Data storage in high-density memory devices can be accomplished using a variety of techniques. Often, the technique used depends on whether or not the stored data is volatile or non-volatile. In volatile memory devices, such as SRAM and DRAM, for example, stored data is not retained when power is removed from the memory device. On the other hand, for non-volatile memory devices, such as MRAM and Flash devices, stored data is retained when power is removed from the memory device.

Resistive state memory devices are a promising new type of non-volatile memory in which data is stored in a memory element as a plurality of conductivity profiles (e.g., distinct resistive states). A first conductivity profile can represent a logic “1” and a second conductivity profile can represent a logic “0”. The first and second conductivity profiles can be set by applying a write voltage of a predetermined magnitude, polarity, and duration across the memory element during a write operation. For example, voltage pulses can be used to write a logic “1” and a logic “0”, respectively.

In either case, after data has been written to the memory element, reading the value of the stored data in the memory element is typically accomplished by applying a read voltage across the memory element and sensing a read current that flows through the memory element.
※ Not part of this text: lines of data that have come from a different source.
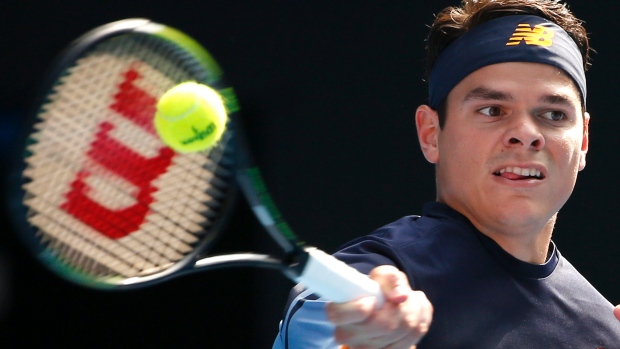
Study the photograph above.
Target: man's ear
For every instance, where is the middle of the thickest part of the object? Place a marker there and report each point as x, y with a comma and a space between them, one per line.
427, 124
585, 141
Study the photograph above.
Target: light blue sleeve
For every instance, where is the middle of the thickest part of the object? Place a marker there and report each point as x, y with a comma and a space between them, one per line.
305, 325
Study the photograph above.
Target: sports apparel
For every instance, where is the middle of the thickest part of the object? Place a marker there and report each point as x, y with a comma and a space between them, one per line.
482, 296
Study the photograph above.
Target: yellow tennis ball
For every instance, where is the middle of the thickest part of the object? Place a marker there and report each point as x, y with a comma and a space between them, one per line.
190, 117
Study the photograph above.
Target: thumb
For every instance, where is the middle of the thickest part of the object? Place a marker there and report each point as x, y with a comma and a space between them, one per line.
393, 282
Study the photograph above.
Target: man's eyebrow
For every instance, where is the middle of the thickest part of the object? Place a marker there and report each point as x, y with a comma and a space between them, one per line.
483, 92
557, 99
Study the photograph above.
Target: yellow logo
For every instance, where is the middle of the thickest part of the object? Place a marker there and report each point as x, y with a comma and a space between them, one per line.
539, 35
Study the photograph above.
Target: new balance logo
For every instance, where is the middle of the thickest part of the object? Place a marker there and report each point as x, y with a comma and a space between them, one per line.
539, 35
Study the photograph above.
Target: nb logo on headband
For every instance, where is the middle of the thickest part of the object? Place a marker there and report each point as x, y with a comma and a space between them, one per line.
538, 36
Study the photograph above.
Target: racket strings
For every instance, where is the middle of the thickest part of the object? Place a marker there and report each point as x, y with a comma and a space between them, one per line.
180, 202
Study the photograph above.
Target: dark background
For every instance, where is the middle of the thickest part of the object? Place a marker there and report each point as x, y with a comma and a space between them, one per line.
329, 90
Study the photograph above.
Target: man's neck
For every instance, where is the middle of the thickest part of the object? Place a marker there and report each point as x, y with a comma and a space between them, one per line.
526, 246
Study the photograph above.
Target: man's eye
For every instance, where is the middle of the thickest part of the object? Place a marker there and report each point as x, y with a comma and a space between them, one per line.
491, 111
553, 115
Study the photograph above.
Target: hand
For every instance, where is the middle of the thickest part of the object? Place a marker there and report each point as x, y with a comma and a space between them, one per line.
400, 323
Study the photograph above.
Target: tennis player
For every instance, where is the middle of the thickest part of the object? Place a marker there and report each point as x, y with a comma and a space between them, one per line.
507, 130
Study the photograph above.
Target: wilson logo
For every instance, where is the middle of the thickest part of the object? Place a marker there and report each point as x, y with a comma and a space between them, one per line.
538, 36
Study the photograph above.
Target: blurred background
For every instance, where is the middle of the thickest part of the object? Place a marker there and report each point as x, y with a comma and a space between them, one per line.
328, 90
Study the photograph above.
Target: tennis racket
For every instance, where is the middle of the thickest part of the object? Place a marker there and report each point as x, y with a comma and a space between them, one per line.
107, 205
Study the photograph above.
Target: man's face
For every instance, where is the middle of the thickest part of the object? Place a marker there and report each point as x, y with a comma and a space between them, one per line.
513, 142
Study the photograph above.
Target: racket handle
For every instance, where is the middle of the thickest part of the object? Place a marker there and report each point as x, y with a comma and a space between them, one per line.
335, 280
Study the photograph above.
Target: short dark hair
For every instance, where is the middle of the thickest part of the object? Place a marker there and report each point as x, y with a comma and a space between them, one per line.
452, 22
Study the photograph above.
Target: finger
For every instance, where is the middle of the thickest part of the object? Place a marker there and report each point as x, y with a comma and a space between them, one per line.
341, 314
393, 282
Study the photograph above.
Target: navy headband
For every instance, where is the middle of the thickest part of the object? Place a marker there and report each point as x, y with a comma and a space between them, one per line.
506, 39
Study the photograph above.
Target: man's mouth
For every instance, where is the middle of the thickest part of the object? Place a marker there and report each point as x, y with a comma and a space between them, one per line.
516, 173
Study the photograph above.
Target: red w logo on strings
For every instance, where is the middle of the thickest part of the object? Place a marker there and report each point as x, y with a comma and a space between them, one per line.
137, 106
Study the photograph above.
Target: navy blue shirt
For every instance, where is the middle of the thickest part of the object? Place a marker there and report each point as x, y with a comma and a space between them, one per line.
482, 296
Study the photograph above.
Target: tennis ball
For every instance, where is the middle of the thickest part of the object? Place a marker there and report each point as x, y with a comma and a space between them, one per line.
190, 117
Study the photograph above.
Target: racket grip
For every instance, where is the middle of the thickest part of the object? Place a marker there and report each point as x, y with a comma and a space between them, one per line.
335, 280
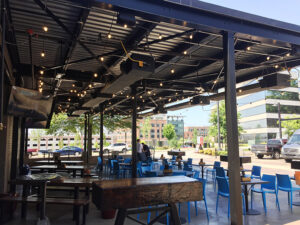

For example, if a logic “0” represents a high resistance and a logic “1” represents a low resistance, then for a constant read voltage, a magnitude of the read current can be indicative of the resistive state of the memory element. Therefore, based on Ohm's law, the read current will be low if the data stored is a logic “0” (e.g., high resistance) or the read current will be high if the data stored is a logic “1” (e.g., low resistance). Consequently, the value of the stored data can be determined by sensing the magnitude of the read current.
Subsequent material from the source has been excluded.